Secondary metabolites present in plants are sythnesized in response to different stress conditions [39]. Few of these secondary metabolites, including flavonoids and other polyphenols are common naturally occurring antioxidants that have been reported to confer a variety of biological activities [40]. Plants rich in polyphenols have been shown to exhibit both antioxidant and antimicrobial properties [41]. Though few Secoiridoid glucosides have been isolated and characterized from J. mesnyi Hance, systematic analysis of its phytoconstitutents has not been carried out. So far, only few reports have been put forth on composition and volatile constituents of essential oil extracted from the J. mesnyi H leaves grown in Nepal [23]. It is known that phytochemical composition of a given plant varies depending on the immediate environment (soil and water), it was necessary to carry out systematic analysis of extracts of J. mesnyi Hance leaf from India. The qualitative screening of different fractions of leaf extract for phytoconstituents revealed the predominant presence of secondary metabolites such as alkaloids, sterols, terpenoid, glycosides in its DEF and HF while EAF and MF were found to be rich in flavonoids and tannins. The presence of these phytochemicals (flavonoids, glycosides and phenols) in leaf extract of J. mesnyi Hance is in line with its reported antioxidant and antihyperglycemic activities [24]. Ahmed and Beg [42] screened a large number of Indian medicinal plants for their antimicrobial activities and found that the active extracts were rich in phytocompounds including phenols, tannins and flavonoids as major active constituents. Thus, the presence of considerable high concentrations of phenolic compounds (~45-65 mg GAE/g of the extract) together with, glycosides as well as terpenoids in fractionated J. mesnyi Hance leaf extracts indicate their potential as antimicrobial agent. Borar et al. reported only traces of flavonoids in ethyl acetate fraction obtained from methanolic leaf extract of J. mesnyi Hance [24]. The difference in the flavonoid levels in EAF in the present study and that reported by Borar et al. [24] could be attributed to the extraction procedure employed in the two studies.

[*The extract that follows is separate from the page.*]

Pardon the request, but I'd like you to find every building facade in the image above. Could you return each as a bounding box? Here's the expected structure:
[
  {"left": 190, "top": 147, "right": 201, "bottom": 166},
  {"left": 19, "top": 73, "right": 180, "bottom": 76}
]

The parent ethanolic fraction inhibited the growth of all the test bacteria, thus showing its potential as an effective antibacterial agent. Different solvent extracts also showed growth inhibitory properties against a broad range of bacteria including both Gram- negative and Gram-positive, though to a varying degree. Among various test fractions, DEF showed significant growth inhibition in all test organisms, with maximum and minimum inhibition of V. parahaemolyticus and E. coli growth, respectively. The HF was found to be more effective against Gram-positive bacteria in comparison to Gram-negative bacteria. Our results are in agreement with that reported by Campos et al. that hexane extract of Piper solmsianum C. DC. var. solmsianum (Piperaceae) significantly more effective against Gram-positive bacteria (MIC range - 10μg/mL to 100μg/mL) in comparison to gram-negative bacteria (MIC > 1000μg/mL) [43]. The varying degree of inhibition of bacterial growth by different extracts could be due to the presence of different phytocompounds in these extracts. Growth inhibitory effect of the fractionated J. mesnyi Hance leaf extracts on Gram-negative test bacterium V. parahaemolyticus and A. hydrophila is of significance as gram negative bacteria are more resistant towards antibiotics compared to Gram-positive bacteria [44]. Also, the presence of flavonoids and phenols in different fractions, that are known to possess antioxidant activity, in the test fractions advocates its promising use in developing cost effective therapeutic bioactive molecules/preparations with minimum side effects to cure various ailments.

Conclusion

The present study demonstrates the broad-spectrum antibacterial activity of ethanolic extracts and its solvent partitioned fractions of J. mesnyi Hance leaves. The active extracts were found to be predominantly rich in flavonoids and phenols, correlating well with their growth inhibitory potential against the test bacteria. These extracts can be further tested against other drug resistant bacteria. Further purification of effective antibacterial solvent fractions could lead to identification of an antimicrobial molecule that could be used to treat infections caused by the test organisms.